We can get a slightly different but similarly-fast plan if we take a slightly different approach
EXPLAIN ANALYZE
SELECT * FROM sensor_data
WHERE (sensor_id = 5 AND time = '2020-07-27 22:44:29.963116+00')
OR (sensor_id = 9 AND time = '2020-07-27 22:44:30.884572+00')
;
QUERY PLAN
------------------------------------------------------------------------------------------------------------------------------------------------------------------------------------------------------------
Bitmap Heap Scan on _hyper_1_1_chunk (cost=2.80..3.92 rows=1 width=28) (actual time=0.012..0.013 rows=2 loops=1)
Recheck Cond: (((sensor_id = 5) AND ("time" = '2020-07-27 22:44:29.963116+00'::timestamp with time zone)) OR ((sensor_id = 9) AND ("time" = '2020-07-27 22:44:30.884572+00'::timestamp with time zone)))
Heap Blocks: exact=1
-> BitmapOr (cost=2.80..2.80 rows=1 width=0) (actual time=0.009..0.010 rows=0 loops=1)
-> Bitmap Index Scan on "1_1_sensor_data_pk" (cost=0.00..1.40 rows=1 width=0) (actual time=0.006..0.006 rows=1 loops=1)
Index Cond: ((sensor_id = 5) AND ("time" = '2020-07-27 22:44:29.963116+00'::timestamp with time zone))
-> Bitmap Index Scan on "1_1_sensor_data_pk" (cost=0.00..1.40 rows=1 width=0) (actual time=0.003..0.003 rows=1 loops=1)

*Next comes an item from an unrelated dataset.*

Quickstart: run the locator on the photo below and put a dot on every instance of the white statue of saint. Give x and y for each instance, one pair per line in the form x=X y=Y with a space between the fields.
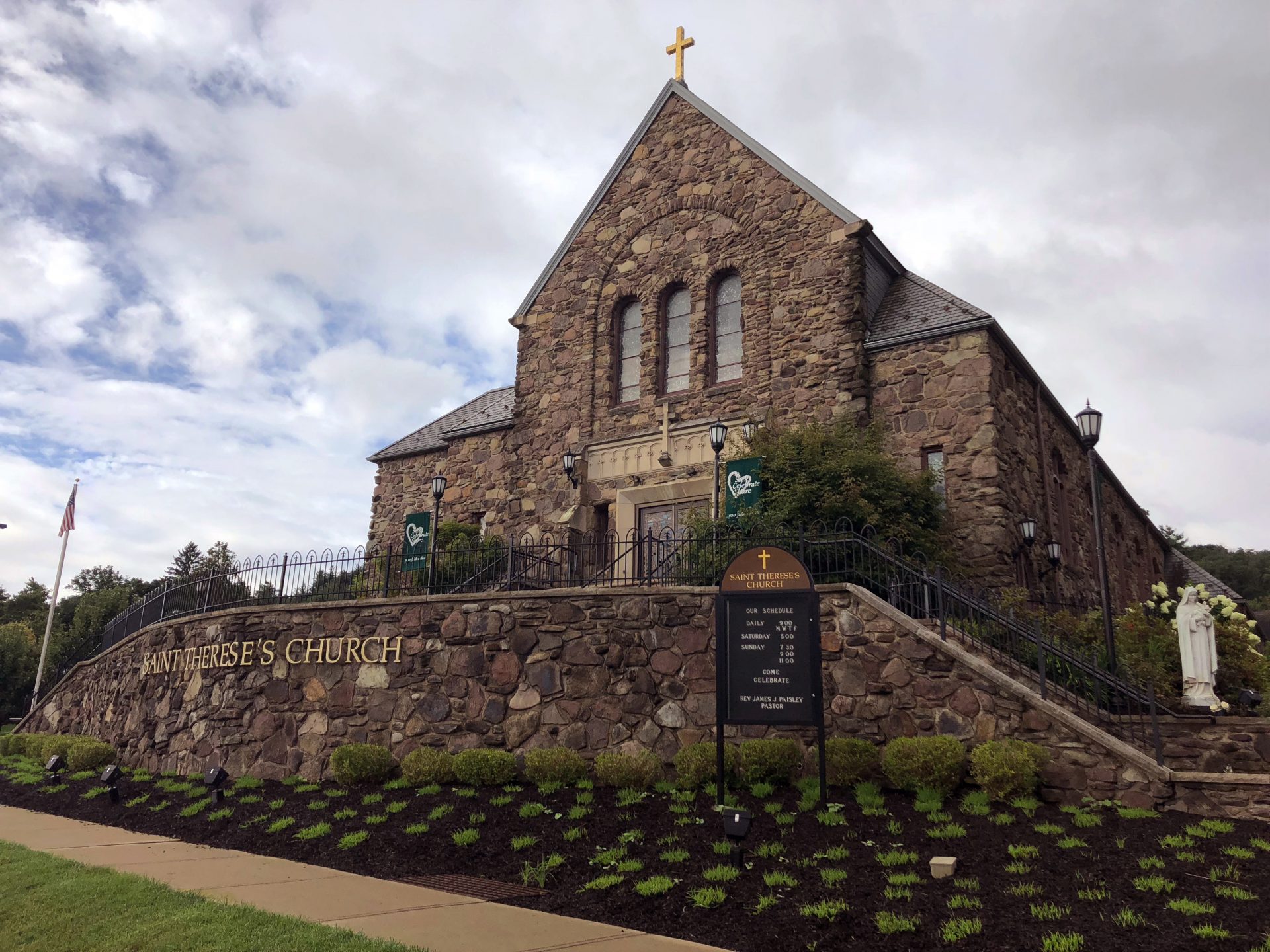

Index Cond: ((sensor_id = 9) AND ("time" = '2020-07-27 22:44:30.884572+00'::timestamp with time zone))
Planning Time: 0.646 ms
Execution Time: 0.040 ms
(10 rows)
Unfortunately, if you have a table of values of interest (suppose you cache the last time per sensor with an upserting trigger into a separate table), it's very unnatural to take either of the fast approaches above. Dynamic query building is certainly an option, but not a great one.